United States or Hungary ? Vote for the TOP Country of the Week !


Wiesz, Oluniu, co ci powiem? odezwał się nagle do żony Roman, gdy, mijając właśnie wysokie, gotyckie wieżyce pięknego kościoła katolickiego, zagłębiali się w aleję, poprzez drzew liście, rozjaśnioną tajemniczo cieniami księżycowego światła... Otóż ciągnął po przelotnej chwilce wahania że napisałem do jednego z dawnych znajomych, by donosił mi, co się dzieje z ojcem twoim w Gowartowie...

Roman odezwał się po chwili: Zostaniemy dłużej w Vevey; tu tak cicho, samotnie, tak z dala od ludzi, od świata i jego pogwarów zostaniemy, Oluniu, cóż ty na to? pytająco nachylił się ku młodej kobiecie. Ależ i owszem, mój ty samotniku odparła z uśmiechem Ola a zresztą, wszak nie zwiedziliśmy jeszcze wszystkiego...

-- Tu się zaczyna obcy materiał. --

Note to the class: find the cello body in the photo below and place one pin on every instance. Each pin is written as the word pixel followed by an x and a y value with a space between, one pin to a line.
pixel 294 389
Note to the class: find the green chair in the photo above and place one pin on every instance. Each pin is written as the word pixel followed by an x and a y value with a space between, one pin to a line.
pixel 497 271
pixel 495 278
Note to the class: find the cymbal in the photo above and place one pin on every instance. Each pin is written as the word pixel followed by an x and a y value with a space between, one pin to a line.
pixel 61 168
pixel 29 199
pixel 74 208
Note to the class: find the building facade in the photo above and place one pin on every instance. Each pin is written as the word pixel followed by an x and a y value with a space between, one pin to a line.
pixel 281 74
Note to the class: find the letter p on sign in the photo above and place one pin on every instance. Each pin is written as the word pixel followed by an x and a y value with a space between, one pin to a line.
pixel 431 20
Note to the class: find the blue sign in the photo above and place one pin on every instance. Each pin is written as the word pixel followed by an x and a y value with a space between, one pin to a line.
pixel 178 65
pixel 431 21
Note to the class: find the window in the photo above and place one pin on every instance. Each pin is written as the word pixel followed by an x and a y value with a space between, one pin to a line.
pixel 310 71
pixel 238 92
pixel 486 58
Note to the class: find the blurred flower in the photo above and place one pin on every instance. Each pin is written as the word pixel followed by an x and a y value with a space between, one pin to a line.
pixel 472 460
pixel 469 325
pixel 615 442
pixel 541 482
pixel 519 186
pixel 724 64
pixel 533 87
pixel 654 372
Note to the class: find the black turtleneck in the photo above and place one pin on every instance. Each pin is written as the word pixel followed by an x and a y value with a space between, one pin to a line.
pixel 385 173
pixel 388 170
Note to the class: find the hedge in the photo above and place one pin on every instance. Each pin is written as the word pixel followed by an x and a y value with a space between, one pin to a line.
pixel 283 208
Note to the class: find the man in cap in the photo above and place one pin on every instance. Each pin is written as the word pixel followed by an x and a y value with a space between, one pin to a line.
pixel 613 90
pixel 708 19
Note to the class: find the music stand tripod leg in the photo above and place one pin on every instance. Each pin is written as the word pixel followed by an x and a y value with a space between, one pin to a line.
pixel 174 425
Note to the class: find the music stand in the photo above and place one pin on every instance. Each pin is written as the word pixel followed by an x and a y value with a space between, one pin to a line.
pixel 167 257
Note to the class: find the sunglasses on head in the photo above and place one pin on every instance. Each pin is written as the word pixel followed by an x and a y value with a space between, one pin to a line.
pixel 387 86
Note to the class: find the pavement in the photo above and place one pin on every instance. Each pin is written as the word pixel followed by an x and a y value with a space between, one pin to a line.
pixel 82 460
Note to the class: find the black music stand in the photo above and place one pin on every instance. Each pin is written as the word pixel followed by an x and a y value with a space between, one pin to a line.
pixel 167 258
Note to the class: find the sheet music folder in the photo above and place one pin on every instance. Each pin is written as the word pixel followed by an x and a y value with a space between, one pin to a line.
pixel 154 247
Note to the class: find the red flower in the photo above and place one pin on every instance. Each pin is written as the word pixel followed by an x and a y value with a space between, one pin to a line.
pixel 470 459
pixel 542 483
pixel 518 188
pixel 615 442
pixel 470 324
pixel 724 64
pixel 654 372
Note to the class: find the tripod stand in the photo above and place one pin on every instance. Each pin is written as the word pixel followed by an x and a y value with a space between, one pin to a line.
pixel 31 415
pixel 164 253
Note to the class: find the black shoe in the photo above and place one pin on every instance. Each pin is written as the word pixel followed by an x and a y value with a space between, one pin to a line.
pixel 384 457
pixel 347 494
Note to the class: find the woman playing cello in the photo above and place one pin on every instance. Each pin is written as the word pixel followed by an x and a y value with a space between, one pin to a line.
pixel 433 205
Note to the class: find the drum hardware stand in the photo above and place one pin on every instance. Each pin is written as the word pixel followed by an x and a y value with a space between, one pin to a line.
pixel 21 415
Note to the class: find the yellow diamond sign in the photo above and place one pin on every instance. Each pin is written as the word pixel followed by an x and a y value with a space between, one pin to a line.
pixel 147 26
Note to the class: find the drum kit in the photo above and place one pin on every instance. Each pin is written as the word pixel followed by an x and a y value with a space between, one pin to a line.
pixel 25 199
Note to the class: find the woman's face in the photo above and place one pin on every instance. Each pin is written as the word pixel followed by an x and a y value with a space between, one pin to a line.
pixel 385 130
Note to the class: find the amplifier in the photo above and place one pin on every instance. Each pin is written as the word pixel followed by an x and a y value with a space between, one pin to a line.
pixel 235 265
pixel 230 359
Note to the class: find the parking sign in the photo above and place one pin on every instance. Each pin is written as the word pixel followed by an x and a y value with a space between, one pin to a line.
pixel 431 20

Dojeżdżamy, Oluniu! poinformował Roman i z uśmiechem wpatrzył się namiętnie i czule w twarz swej towarzyszki. W ciemnościach nawet nocy, widoczny rumieniec objął płomieniem twarz kobiety, i wzrok w zawstydzeniu spuściła przed palącem spojrzeniem mężczyzny, które zapewne swym blaskiem mówiło coś nad wyraz śmiałego.

Lecz pozwolę; sobie tymczasem nie wierzyć pani... Rozmowa ta cała prowadzoną była półgłosem, tak, siedząca w przeciwnym rogu balkonu marszałkowa nie słyszała jej wcale. Odezwała się więc, przerywając: Widzę, że na próżno pan Topolski cię prosi. Zagraj, Oluniu, zagraj, dziecko, w taki cichy wieczór ślicznie się wyda głos fortepianu.